Queues
Over the weekend, a small storm brewed on twitter: #queuegate. Rick Branson did some thought leader-ing and Tim Bray responded on his blog. It mostly looked like two people talking way past each other, but there is a kernel of truth in what each are pointing out. I’ve spent a good bit of time in the past year thinking about when and how to use queues — informed by a little theory, a little reading, and a lot of building systems with queues and watching how they fail. Queues are a powerful tool for availability, but they have limitations in what they can model.
A queue decouples message consumption from message production. By removing the temporal coupling of the producer and consumer, messages which the consumer might temporarily reject can be persisted until the consumer can consume them.
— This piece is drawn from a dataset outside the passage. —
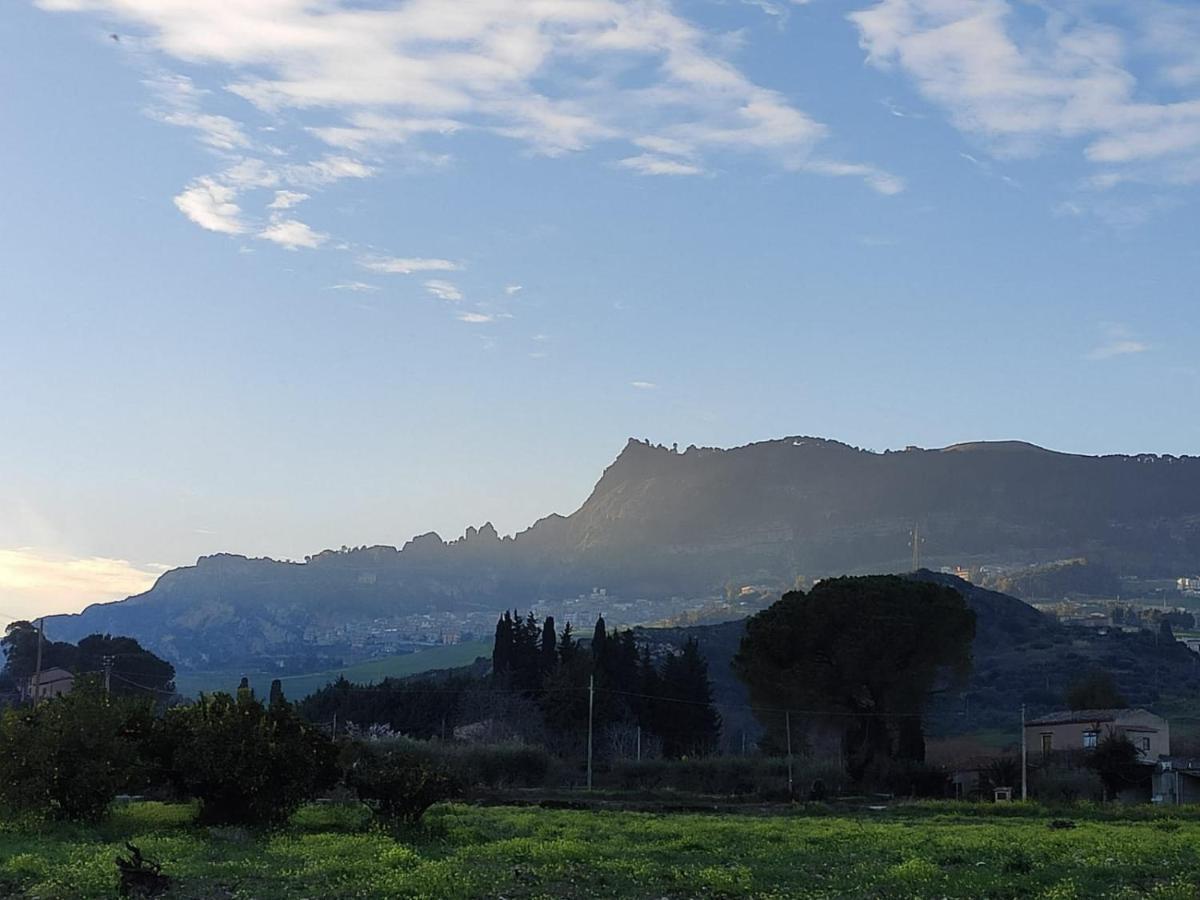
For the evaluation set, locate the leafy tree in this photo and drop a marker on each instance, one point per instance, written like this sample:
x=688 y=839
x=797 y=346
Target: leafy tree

If exposing producers to transient failure is problematic, a queue offers an inexpensive way out. The alternatives involve extreme levels of availability that are costly and difficult to guarantee. In my experience, the two common cases in which you cannot expose a producer to transient failure are when that producer is a customer/partner and when the production comes from a generic piece of software infrastructure (e.g. event bus).
To Branson’s credit, very few systems are modeled in such a way that dropping a queue in doesn’t really fuck them up even if we ignore the operational issues. Queues work well if and only if the relationship between the consumer and the producer is a conformist relationship with no guarantees of synchronicity. More plainly, the producer can send whatever it wants and does not give a fuck what the consumer does with it. This relationship shows up mostly in event-driven systems where some service publishes an event (e.g. UserAdded) and any listener can process this as necessary. Practically speaking, most of those systems tolerate fairly limited asynchrony, but they tolerate enough to get the benefits of queueing. So if we add a user and then need to send them a welcome email, a service that provides a welcome campaign can have a 99th percentile of 10 minutes to send the welcome email. That kind of tolerance means the service can go down for an hour+ per week which is pretty awesome.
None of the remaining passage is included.